The current study comprises the analysis of mutations in 10 individuals accidentally exposed to cesium-137 during the 1987 radiological accident in Goiânia, Brazil. Their exposures were among the highest experienced, ranging from 1 to 7 Gy. Peripheral T-lymphocyte samples were obtained 3.3 years after the original exposure and mutation was studied at the hprt locus using the 6-thioguanine-resistance selection assay. The mutational spectrum for the exposed population is comprised of 90 independent mutants. Based on T-cell receptor analysis, only 5% (5/95) were clonally related. Mutants were initially studied using RT-PCR and directly sequenced using an automated laser fluorescent DNA sequencer. Mutants that repeatedly failed to produce cDNAs were studied using a multiplex PCR assay with genomic DNA. Missense mutations were the most frequent event recovered, comprising 40% (23/57) of the spectral sample. An excess of events involving A:T base pairs was observed, exhibiting a significant difference (chi 2 = 12.7, P = 0.0004) when compared to the spontaneous spectrum. This finding may reflect the effect of ionizing radiation-induced damage, suggesting a potential similarity to radiation effects in prokaryotes. At the genomic level, 36.7% (33/90) of the mutants exhibited gross structural alterations, as detected by multiplex PCR. Deletion events were over-represented in our spectral sample, displaying a twofold increase when compared to the frequency observed in the spontaneous mutation database.

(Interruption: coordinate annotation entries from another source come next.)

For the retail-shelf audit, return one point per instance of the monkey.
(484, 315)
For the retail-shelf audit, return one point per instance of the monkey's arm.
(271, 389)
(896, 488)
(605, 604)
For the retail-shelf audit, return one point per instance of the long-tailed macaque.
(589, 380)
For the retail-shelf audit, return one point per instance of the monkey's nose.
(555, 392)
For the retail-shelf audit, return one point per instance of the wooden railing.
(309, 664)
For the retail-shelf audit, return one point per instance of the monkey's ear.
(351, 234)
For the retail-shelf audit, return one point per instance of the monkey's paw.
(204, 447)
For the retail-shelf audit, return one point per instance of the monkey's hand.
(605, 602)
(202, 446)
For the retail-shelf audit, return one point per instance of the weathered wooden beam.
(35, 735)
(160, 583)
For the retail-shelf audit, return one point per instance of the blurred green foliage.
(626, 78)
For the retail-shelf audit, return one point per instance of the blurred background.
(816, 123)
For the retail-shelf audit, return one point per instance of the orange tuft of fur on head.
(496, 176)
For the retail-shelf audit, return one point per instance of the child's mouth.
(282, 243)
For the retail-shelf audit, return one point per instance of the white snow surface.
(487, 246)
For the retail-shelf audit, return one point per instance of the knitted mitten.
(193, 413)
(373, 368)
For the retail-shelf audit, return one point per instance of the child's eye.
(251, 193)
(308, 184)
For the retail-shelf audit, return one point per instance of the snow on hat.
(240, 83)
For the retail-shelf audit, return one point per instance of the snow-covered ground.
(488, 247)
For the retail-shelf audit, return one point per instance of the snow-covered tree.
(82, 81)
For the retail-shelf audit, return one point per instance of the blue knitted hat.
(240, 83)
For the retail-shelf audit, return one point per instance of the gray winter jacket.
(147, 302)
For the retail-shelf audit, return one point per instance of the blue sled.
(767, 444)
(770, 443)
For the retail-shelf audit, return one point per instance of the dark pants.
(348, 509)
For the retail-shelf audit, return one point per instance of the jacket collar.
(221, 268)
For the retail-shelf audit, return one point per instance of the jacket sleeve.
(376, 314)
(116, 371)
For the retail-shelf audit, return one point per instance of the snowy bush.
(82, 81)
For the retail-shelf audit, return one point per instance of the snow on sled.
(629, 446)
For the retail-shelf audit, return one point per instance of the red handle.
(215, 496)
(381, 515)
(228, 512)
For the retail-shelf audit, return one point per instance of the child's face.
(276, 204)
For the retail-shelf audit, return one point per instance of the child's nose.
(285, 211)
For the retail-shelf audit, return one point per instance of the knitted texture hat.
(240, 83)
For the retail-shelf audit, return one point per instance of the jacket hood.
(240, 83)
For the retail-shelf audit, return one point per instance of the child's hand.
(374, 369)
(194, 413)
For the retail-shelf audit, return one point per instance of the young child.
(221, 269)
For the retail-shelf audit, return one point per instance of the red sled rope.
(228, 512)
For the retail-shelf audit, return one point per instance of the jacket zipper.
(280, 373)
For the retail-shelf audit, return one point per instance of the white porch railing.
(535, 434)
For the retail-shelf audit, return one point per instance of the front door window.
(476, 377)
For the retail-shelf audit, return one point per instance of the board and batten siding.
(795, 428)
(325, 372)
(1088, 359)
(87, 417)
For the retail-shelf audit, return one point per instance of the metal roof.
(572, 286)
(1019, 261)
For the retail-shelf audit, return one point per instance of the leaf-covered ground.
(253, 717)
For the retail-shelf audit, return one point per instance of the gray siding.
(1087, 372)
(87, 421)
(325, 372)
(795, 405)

Monitoring hprt mutant frequency over time in T-lymphocytes of people accidentally exposed to high doses of ionizing radiation.

Modern technologies have provided the opportunity to monitor mutations in people in vivo. The subjects of this study were accidentally exposed to 137Cesium in a radiological accident that occurred in September 1987 in Goiânia, Brazil, during which more than 150 people received doses greater than 0.1 Gy and as high as 7 Gy. The objective of this study was to determine how long the hprt mutant T-cells in the peripheral blood contribute to mutant frequency by examining the time-course of the T-lymphocyte response to ionizing radiation. This report describes the results obtained over a period of 2.3 to 4.5 years subsequent to the accident, from 11 subjects with doses ranging from 1 to 7 Gy, and from nine control subjects selected from the same population. The mean In MF (+/- SE) of the control group was 2.5 (+/- 0.2) + In10(-6). The exposed group had a significantly increased mutant frequency; the mean In MF (+/- SE) were 3.3 (+/- 0.3) + In10(-6), 2.8 (+/- 0.2) + In10(-6), and 2.3 (+/- 0.2) + In10(-6), in the years 1990-1992 respectively. Based on the decline of mutant frequency and using Buckton's models [Buckton et al. (1967): Nature 214:470-473], we demonstrated that mutant T-cells have a short-term memory with a half-life of 2.1 years. This relatively short half-life limits the effective use of the hprt assay as the method of choice to monitor past exposure. The data also demonstrate a positive correlation with age, and an inverse correlation with plating efficiency.